2 Temmuz 2011 Cumartesi

Acılarla ve Sorularla

Televizyondan bir katliamın canlı tanığı olmuştuk tam 18 yıl önce. Otelin çevresinin nasıl sarıldığını, nasıl bağırdıklarını, gözlerinin nasıl ölüm isteyerek baktığına şahit olalı 18 yıl olmuş.

Bugünlerde ise birçoğumuzun anlam vermekte zorlanacağı şeyler olmakta. Katliamda kaybettiklerimizi, artık bir acının simgesi olan Madımak Otel’inin önünde anılmasına izin verilmiyor. Bu da yetmiyor biber gazı ile müdahale etmeye kalkılıyor.

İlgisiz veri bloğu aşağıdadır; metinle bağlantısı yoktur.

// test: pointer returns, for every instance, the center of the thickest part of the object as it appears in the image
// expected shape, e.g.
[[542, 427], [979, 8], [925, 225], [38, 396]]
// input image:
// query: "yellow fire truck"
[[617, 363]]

Merak ettiğim sorular var elbet…

Korktuğunuz nedir? Televizyonlardan canlı olarak izlenen, saatler süren ve insanların yakılması ile sonuçlanan bu katliamdaki aczinizin hatırlanmasından mı rahatsızlığınız?

Neden katillere dostsunuz da yaralıya, acısı olana köstek?

Katliam sözcüğünden neden bu kaçışınız? Daha ne kadar “tatsızlık, elim olay” gibi saçmalıklar yumurtlamaya devam edeceksiniz?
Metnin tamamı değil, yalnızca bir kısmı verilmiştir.